5. Golden Finger & Connector Processing
High-end PI heaters use golden finger technology — gold-plated copper pads for superior conductivity and corrosion resistance.
- Improved durability
- Better current carrying capability
- Smaller and thinner connection interface
SMT connectors may also be added depending on the application.
6. SMT Assembly: Thermistors, Sensors, Connectors
SMT is one of the most important processes in modern PI heater manufacturing.
Common SMT components:
- NTC Thermistors (10K / 100K)
- Thermal fuses
- Temperature sensors (PTC, RTD)
- SMT connectors
SMT ensures precise temperature control and supports integration with modern electronics.
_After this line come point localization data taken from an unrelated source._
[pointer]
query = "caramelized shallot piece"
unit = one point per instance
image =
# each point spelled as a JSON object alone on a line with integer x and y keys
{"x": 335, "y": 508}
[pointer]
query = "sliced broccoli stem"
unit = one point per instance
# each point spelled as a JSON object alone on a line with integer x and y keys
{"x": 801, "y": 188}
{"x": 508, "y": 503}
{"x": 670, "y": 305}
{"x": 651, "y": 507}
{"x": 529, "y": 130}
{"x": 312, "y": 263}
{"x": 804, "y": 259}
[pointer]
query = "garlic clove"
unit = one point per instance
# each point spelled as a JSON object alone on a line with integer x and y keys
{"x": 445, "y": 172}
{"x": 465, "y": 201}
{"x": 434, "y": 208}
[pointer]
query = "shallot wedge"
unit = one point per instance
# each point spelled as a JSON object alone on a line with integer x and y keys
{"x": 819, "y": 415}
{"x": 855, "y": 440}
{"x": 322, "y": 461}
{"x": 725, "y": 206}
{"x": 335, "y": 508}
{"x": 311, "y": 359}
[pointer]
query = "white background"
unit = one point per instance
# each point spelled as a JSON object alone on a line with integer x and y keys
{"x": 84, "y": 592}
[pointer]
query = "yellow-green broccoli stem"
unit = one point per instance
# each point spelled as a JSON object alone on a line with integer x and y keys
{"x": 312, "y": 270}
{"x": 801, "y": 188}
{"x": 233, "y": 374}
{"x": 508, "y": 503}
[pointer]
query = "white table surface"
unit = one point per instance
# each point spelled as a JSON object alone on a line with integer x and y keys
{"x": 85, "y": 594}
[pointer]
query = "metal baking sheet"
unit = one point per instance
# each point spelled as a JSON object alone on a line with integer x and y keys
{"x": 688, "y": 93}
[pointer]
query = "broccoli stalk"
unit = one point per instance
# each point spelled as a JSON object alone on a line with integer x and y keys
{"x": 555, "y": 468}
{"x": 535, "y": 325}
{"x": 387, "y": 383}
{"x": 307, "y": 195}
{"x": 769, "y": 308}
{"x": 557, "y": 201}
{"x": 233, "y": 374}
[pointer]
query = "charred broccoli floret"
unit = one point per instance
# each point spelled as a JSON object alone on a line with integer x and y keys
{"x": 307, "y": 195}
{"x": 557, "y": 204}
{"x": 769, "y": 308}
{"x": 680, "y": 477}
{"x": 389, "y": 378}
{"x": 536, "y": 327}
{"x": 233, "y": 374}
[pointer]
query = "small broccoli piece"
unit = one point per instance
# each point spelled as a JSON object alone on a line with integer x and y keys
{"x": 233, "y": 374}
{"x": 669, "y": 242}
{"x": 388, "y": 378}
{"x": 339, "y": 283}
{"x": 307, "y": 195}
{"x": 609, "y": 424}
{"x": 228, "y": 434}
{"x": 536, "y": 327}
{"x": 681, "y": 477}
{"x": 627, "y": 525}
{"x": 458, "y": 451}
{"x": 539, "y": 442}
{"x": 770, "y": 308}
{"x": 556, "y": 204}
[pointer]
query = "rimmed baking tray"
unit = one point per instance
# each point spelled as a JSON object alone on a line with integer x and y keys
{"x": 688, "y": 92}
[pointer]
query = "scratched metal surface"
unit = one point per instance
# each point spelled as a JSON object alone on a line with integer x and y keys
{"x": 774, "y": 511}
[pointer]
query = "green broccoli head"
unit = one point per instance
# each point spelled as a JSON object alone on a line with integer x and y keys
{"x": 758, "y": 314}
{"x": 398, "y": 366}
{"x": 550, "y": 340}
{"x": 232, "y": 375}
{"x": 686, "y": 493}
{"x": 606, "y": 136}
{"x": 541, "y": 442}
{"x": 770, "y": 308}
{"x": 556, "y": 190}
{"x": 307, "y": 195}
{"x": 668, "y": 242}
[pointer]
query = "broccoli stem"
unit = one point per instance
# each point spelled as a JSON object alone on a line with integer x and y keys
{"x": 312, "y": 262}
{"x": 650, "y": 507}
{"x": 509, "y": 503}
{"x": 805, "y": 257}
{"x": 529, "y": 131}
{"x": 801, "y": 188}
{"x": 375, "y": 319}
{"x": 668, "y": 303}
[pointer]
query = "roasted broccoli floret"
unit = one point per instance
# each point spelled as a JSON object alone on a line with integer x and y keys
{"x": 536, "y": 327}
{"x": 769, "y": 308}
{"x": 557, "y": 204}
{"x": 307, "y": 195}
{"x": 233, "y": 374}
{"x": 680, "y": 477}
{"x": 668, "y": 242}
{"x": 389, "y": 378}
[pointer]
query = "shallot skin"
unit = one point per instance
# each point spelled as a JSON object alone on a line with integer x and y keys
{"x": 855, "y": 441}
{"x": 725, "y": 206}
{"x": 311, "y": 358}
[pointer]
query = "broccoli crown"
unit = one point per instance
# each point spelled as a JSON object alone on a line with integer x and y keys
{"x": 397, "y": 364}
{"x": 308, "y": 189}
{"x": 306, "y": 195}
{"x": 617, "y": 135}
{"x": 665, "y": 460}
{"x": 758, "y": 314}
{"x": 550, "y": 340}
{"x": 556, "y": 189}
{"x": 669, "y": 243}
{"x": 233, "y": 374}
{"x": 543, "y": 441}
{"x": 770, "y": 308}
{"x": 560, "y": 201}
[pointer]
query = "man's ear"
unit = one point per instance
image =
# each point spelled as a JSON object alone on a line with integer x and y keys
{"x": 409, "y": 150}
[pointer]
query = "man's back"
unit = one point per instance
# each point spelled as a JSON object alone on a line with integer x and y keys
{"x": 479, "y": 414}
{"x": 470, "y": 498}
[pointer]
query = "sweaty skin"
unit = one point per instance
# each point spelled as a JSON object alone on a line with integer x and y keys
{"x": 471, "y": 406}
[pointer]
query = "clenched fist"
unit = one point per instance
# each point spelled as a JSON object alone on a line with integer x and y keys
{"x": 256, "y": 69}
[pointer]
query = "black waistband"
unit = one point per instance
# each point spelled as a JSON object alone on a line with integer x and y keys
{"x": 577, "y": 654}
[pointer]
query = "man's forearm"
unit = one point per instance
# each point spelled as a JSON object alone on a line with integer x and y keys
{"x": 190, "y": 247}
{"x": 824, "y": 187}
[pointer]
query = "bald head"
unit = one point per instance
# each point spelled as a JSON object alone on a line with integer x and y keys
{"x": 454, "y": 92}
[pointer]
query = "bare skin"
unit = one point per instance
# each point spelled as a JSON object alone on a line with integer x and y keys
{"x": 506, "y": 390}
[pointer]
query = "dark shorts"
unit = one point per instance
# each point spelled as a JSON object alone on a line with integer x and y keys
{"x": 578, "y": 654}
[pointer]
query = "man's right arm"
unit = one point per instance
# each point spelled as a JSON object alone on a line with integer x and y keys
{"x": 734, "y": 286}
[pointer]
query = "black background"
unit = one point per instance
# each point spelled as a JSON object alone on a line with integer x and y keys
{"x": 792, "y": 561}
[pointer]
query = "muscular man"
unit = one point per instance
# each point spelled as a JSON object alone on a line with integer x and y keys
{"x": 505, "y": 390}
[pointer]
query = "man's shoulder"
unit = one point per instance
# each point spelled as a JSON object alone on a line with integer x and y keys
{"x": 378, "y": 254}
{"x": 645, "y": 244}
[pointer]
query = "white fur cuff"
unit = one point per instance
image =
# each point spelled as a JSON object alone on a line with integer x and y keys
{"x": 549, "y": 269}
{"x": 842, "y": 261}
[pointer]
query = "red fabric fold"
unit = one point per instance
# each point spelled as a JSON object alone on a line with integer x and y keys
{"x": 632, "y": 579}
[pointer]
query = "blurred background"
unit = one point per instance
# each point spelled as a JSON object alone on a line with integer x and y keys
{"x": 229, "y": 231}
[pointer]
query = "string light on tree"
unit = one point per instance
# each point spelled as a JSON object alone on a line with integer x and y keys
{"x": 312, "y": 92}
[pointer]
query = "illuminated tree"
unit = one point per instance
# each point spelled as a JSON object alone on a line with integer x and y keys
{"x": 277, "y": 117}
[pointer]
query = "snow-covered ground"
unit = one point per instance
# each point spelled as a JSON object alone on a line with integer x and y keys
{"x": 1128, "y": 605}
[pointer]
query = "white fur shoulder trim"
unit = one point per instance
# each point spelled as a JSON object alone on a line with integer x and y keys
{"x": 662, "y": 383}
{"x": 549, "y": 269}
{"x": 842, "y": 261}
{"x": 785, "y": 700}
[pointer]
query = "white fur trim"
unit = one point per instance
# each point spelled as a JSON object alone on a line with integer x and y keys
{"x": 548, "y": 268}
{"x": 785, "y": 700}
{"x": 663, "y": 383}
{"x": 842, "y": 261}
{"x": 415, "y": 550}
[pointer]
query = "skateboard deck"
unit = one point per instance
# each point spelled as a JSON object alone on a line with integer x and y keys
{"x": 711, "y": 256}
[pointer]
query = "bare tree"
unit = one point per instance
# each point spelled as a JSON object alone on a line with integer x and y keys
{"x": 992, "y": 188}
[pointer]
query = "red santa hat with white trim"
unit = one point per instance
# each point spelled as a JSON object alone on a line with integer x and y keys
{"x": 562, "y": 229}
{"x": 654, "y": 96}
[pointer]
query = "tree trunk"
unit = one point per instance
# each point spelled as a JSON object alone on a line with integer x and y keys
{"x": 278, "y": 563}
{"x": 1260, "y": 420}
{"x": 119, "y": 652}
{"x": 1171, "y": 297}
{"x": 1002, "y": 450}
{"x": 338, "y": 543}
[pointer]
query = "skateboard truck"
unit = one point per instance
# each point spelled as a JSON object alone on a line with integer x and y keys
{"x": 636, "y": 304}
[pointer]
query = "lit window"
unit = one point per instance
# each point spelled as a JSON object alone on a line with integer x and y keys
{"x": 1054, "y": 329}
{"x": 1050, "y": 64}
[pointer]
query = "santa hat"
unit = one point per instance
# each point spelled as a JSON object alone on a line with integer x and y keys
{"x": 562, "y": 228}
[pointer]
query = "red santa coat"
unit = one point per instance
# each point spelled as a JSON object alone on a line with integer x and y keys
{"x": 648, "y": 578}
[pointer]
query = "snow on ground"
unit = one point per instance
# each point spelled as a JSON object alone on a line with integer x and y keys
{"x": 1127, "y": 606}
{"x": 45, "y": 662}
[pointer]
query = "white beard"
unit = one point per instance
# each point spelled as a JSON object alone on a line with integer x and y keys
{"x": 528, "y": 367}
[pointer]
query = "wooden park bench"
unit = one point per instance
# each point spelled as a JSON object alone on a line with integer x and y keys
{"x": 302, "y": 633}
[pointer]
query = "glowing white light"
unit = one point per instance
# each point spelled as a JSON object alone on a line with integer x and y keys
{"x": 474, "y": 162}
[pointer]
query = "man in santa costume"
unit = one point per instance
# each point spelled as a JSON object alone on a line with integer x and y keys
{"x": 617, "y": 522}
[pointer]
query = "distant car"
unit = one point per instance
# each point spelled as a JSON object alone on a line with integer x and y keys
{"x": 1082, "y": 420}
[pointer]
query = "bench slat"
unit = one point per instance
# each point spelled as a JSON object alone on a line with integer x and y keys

7. Die Cutting & Shape Forming
After SMT processing, the PI heater is cut into its final shape.
Cutting methods:
- Die cutting
- Laser cutting
- Plotter cutting
8. Final Quality Inspection
Every PI heating film undergoes a strict QC process:
- Resistance test
- Dielectric strength
- Insulation test
- Temperature uniformity test
- Peel strength
- Full functional testing
Only heaters that pass all inspection steps are packaged and shipped.
Conclusion
The manufacturing process of PI heating films is highly technical and requires precise engineering control at each step. From PI cutting to circuit etching, lamination, golden finger treatment, SMT assembly, and quality testing — every stage determines the final heater’s reliability and performance.
Understanding this workflow helps engineers choose the right PI heater supplier and design better thermal systems for their projects.